If “speculative” approach works so well in different contexts why not make it first class and use everywhere, possibly recursively?

Comment by saagarjha 2 days ago

Speculation is only worth it if you can profit from it. Not every context allows this or has a similar idea of what can be speculated.

Comment by mirekrusin 2 days ago

It works very well on dense models, imho great alternative to MoE. As verification is cheaper than generation it could be fundamental, first class primitive, maybe even to recurse on it, do live distillation during inference etc.

MoE is more hardcoded, pre determined, speculation is much more dynamic, malleable after training.

This paper actually proposes direction of aligning architecture to aid speculation as future work.

Comment by doctorpangloss 2 days ago

Multi-token prediction is a good enhancement to training. It isn't necessarily useful for inference. Other speculative decoding like EAGLE is. It is specific to the technology and the authors of these things write about it.

Comment by monster_truck 2 days ago

There is no compression taking place here.

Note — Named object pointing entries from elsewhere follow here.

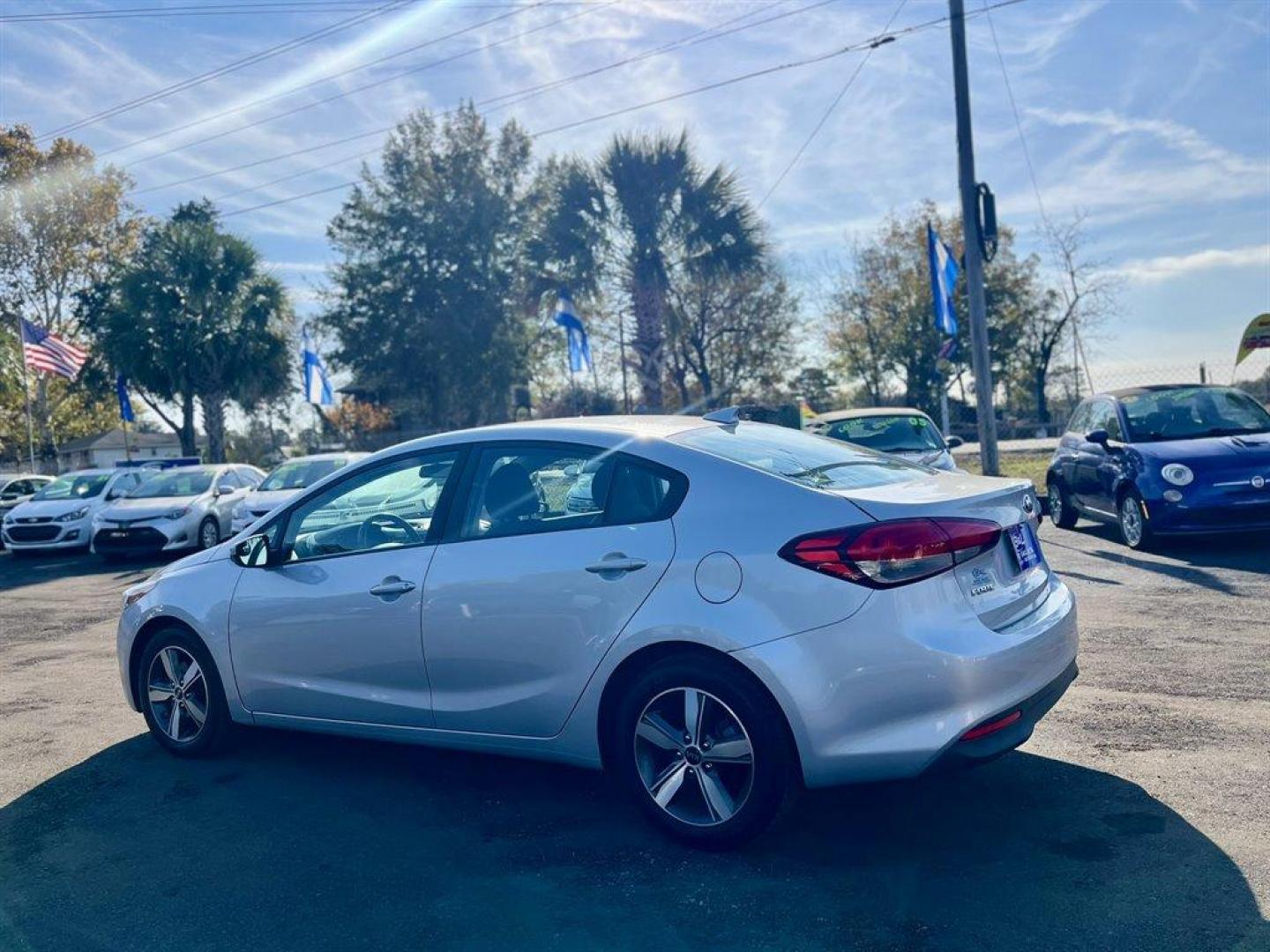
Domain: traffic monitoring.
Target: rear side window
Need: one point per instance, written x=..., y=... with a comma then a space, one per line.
x=799, y=457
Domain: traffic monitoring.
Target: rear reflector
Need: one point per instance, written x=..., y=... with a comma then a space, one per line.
x=983, y=730
x=894, y=553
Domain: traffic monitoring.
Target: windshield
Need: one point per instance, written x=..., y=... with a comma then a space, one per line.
x=811, y=461
x=300, y=473
x=897, y=433
x=74, y=487
x=175, y=482
x=1192, y=413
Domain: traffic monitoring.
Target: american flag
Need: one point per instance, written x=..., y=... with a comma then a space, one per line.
x=49, y=352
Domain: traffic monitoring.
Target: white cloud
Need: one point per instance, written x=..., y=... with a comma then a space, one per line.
x=1168, y=267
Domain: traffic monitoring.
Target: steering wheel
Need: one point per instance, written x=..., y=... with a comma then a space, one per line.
x=381, y=521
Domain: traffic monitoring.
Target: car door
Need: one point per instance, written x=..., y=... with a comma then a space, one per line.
x=551, y=551
x=1094, y=464
x=332, y=628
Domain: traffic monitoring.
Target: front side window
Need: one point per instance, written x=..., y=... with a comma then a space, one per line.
x=897, y=433
x=385, y=507
x=534, y=489
x=799, y=457
x=72, y=487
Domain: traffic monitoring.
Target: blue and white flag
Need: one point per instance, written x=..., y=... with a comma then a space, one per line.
x=317, y=383
x=579, y=348
x=121, y=390
x=944, y=271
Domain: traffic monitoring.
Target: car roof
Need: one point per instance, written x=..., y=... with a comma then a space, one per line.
x=869, y=412
x=1159, y=389
x=571, y=427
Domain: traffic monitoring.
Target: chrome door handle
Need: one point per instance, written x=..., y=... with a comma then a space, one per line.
x=392, y=585
x=615, y=564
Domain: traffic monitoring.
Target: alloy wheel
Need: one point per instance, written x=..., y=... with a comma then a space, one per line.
x=176, y=693
x=1131, y=521
x=695, y=756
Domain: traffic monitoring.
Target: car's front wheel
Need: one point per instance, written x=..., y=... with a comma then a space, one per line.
x=208, y=533
x=704, y=750
x=182, y=697
x=1134, y=530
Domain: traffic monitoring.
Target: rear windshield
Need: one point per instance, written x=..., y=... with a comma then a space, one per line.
x=800, y=457
x=900, y=433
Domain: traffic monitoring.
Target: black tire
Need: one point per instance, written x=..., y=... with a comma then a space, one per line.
x=1132, y=521
x=216, y=727
x=202, y=528
x=1061, y=512
x=732, y=695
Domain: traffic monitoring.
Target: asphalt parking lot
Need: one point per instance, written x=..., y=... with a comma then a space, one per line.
x=1136, y=818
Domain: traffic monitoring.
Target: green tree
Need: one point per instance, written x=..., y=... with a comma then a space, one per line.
x=880, y=324
x=64, y=224
x=430, y=300
x=667, y=213
x=192, y=317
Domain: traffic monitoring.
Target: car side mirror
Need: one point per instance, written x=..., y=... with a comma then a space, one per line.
x=251, y=553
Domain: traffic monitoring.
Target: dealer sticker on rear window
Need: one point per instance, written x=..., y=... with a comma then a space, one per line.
x=1022, y=539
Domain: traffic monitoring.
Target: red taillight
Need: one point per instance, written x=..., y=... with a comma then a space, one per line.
x=884, y=554
x=983, y=730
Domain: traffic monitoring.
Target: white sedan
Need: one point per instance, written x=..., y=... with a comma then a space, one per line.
x=727, y=609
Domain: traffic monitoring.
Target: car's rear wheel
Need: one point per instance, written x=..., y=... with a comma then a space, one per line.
x=703, y=750
x=208, y=533
x=1134, y=528
x=182, y=697
x=1061, y=512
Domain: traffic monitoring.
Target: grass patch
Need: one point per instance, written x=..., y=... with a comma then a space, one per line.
x=1029, y=466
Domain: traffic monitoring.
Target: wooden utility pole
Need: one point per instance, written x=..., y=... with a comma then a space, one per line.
x=979, y=353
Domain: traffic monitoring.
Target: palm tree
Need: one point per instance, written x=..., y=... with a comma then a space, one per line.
x=667, y=216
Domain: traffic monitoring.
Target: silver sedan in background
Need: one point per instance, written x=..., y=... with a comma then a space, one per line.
x=285, y=481
x=188, y=507
x=725, y=609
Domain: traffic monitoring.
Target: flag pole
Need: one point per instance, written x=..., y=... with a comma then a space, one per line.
x=26, y=392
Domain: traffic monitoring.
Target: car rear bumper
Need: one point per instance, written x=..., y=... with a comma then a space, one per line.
x=891, y=691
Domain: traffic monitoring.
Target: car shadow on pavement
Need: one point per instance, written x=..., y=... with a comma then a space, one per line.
x=311, y=843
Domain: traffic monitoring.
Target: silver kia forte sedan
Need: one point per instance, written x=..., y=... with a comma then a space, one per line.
x=727, y=609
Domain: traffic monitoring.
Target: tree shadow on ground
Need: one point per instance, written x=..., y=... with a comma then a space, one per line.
x=311, y=843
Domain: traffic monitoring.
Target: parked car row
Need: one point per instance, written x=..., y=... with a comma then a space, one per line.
x=146, y=510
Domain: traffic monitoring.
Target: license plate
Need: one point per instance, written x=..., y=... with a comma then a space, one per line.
x=1022, y=539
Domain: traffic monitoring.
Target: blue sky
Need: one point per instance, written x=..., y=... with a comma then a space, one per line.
x=1149, y=115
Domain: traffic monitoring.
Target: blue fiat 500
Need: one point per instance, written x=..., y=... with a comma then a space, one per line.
x=1163, y=460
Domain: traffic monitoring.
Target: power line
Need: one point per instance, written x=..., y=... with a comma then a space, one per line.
x=825, y=118
x=277, y=49
x=517, y=95
x=384, y=80
x=856, y=48
x=318, y=81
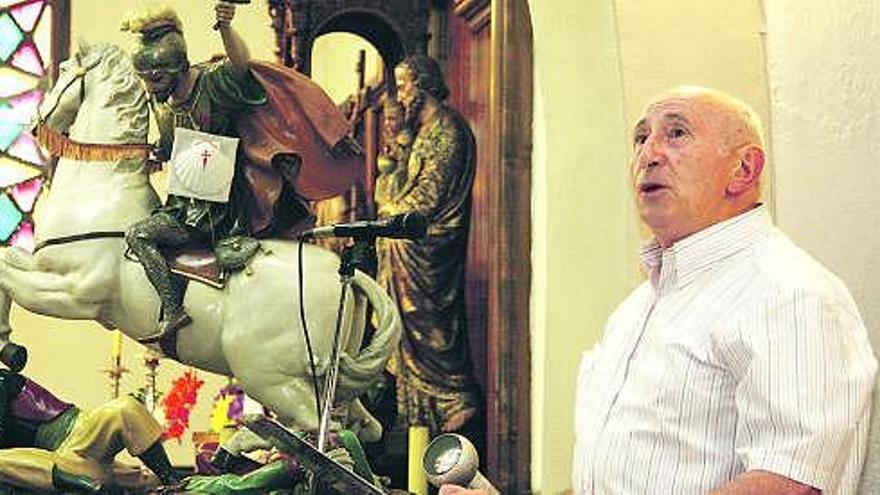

Comment by boutell 2 days ago

Isn't that nitpicking? It's a smaller representation of the data, if you have a certain appetite for decompression time. It could conceivably be worth it. I think it would make a great level 2 cache for older chats.

Comment by liuliu 2 days ago

It is a “research note”. It might not pan out, and you might say it doesn’t deserve the attention on the internet. But it did suggest something that resembles of compression, just no experiment done for that.

Comment by zzzoom 2 days ago

Isn't the delta fed to an arithmetic coder?

Comment by haeseong 2 days ago

[dead]

Comment by porridgeraisin 3 days ago

I am yet to do a "deep dive" into the results, but what a well written article. An LLM could _never_ write so crisply.